In Defense of the Genre is almost what
…Is A Real Boy was hyped to be; the second coming of pop punk. It certainly shows that the genre still has plenty of room to grow and is thriving, and that Say Anything are inarguably the best pop punk band out there. However, it also shows how impacting simple music at heart can be, and how you don’t have to include tons of dynamics and technical playing and silly time signatures to be interesting musically. Sometimes, all it takes is throwing in that unexpected instrument, and by making that inclusion more subtle than you expect, not nearly as tacky as it should be. Max Bemis is establishing himself as the leading songwriter of the latest generation to become adults, and he could eventually have an impact on the level of a Bob Dylan if he stops being quite so pretentious.

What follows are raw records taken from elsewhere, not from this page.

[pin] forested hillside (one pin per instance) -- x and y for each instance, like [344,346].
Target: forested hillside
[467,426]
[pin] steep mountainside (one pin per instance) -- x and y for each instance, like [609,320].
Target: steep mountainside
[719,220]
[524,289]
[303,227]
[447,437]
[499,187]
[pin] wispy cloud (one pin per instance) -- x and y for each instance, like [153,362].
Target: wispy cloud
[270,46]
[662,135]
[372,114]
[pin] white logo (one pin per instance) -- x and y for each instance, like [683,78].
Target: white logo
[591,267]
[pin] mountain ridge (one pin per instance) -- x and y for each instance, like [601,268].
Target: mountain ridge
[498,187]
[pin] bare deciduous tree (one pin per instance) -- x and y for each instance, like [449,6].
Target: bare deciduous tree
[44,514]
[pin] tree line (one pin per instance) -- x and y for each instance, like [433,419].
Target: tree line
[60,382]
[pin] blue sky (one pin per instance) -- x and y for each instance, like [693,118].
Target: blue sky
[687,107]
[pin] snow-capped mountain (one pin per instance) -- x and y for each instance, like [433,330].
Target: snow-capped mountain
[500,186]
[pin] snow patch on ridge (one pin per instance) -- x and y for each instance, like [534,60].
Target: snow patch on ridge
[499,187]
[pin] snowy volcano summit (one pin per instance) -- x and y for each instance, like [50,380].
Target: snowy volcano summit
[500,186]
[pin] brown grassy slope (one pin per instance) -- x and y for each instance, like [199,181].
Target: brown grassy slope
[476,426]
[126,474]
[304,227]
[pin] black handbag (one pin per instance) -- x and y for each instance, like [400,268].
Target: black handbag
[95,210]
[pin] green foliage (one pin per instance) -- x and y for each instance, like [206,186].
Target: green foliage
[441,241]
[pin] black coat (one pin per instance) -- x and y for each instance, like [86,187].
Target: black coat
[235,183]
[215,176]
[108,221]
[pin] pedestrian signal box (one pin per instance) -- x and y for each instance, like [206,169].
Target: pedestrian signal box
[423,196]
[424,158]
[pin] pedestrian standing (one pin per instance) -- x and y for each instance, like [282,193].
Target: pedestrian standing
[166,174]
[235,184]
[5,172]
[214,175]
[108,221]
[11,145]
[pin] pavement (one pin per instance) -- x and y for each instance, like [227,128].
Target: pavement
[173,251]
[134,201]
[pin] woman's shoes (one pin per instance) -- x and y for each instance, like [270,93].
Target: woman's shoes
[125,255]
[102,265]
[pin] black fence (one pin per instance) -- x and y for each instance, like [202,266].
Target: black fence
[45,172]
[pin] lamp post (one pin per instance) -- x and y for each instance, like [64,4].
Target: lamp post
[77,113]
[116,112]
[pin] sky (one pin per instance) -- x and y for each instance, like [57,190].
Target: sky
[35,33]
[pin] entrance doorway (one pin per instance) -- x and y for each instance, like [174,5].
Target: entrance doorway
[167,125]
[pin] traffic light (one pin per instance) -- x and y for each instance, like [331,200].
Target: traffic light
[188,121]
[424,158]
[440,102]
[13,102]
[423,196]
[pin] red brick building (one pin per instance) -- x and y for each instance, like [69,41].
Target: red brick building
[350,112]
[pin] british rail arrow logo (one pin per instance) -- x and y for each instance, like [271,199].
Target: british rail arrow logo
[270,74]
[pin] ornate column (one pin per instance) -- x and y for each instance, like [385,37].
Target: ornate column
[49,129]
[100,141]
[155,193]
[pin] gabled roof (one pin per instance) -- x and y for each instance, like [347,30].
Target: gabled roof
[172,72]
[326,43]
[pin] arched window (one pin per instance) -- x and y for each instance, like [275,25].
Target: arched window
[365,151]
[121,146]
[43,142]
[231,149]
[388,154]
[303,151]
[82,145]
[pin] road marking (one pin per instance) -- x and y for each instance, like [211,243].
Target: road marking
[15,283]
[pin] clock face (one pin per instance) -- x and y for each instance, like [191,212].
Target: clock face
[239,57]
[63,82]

In Defense of the Genre is the best major label release of the year, and the most surprising album to boot. If you have any interest in pop punk, rock, or pop music in general I highly recommend it. Hell, even if all you listen to is ambient drone black metal, I highly encourage you to at least check it out. Its hit me harder that nearly any album I’ve ever heard, and that saying something, because I do listen to Leonard Nimoy!